This week I thought about the cost of education after reading a great OpEd from the Harvard Crimson titled, Fire Them All; God Will Know His Own. The cost of education has far outpaced inflation and evaded the deflationary force of technology. On its face, education seems like an industry vulnerable to disruption. Any user of Khan Academy or YouTube can receive college level education on almost any topic at ~no cost, so why is education so expensive?
One reason is the expansion of the administrative swamp. The Harvard OpEd notes that the administrative staff at Harvard (7,024 total) roughly equals the undergraduate population and is 1.5x the number of academic employees. Yale has also hit the 1:1 undergrad to administrator ratio.
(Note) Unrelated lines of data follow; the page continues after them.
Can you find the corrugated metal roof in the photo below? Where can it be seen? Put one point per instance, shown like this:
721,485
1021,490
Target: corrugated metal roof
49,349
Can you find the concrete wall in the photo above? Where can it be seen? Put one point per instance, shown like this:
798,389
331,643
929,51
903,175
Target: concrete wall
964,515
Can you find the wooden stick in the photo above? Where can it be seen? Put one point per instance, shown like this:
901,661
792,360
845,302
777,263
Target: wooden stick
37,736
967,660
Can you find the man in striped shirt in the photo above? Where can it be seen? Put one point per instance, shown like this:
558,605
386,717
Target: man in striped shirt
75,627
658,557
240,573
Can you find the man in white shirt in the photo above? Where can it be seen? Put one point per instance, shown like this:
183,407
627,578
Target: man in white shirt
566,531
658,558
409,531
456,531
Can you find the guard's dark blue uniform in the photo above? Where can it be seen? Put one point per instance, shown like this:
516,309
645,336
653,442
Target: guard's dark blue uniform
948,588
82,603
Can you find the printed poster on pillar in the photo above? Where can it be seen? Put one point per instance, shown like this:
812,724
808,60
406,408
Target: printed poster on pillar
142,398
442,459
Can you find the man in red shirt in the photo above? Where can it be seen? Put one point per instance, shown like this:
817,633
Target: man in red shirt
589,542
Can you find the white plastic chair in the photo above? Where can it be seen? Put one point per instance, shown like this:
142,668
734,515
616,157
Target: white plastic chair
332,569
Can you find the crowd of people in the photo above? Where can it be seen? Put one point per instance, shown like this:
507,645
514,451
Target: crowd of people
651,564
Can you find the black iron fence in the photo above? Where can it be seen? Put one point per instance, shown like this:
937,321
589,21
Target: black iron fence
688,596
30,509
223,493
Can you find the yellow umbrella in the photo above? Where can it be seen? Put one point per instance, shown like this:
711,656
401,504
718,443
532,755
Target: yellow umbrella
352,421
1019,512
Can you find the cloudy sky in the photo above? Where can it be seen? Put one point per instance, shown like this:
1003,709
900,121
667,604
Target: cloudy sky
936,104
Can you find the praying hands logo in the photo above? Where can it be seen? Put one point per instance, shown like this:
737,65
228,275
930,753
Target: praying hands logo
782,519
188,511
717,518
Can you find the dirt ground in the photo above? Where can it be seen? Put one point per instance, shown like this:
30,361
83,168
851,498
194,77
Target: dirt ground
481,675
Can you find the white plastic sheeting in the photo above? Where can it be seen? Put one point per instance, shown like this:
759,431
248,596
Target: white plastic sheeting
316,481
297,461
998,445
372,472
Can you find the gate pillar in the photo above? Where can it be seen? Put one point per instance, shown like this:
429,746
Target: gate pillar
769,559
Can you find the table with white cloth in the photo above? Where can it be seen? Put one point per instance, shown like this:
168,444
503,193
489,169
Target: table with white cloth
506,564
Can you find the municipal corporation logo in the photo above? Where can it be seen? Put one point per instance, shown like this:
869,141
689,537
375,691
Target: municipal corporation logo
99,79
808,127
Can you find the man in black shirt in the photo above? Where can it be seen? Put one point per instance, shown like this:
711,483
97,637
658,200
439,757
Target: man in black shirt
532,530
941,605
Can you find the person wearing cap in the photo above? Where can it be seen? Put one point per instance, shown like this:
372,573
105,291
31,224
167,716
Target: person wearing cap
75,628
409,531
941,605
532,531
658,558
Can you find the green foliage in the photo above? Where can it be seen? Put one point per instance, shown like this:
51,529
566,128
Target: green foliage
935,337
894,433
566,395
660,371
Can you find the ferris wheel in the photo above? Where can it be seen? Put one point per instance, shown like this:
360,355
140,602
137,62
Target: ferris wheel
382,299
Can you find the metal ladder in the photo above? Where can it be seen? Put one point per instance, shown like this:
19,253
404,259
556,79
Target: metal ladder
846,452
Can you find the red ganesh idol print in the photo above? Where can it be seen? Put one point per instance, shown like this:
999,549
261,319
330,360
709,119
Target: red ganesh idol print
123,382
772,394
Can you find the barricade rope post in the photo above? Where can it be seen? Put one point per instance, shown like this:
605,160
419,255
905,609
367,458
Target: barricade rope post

My bet is that a real audit of many college administrators' actual work functions would reveal a shocking number mainly overseeing the bylaws of the campus underwater basket weaving clubs.
Aside from the swamp, the real reason the cost of education has outpaced inflation is because colleges aren’t actually in the education business, they’re in the credentialization business. Education is free and scalable today, but a credential from a well regarded college is immensely valuable.
Price deflation in education will require a widespread private sector embrace of skill assessments or professional skill certificates (like Coursera or Google certificates). Until a true alternative to traditional college is accepted, colleges will continue to generate artificial scarcity in their ability to “educate” (read credentialize) students, and the demand will remain strong. While a credential from a true brand name college will likely never be disrupted, there is a real opportunity for technology to disrupt the colleges charging brand name prices for an inferior credential. Perhaps there is hope for the next iteration of this chart.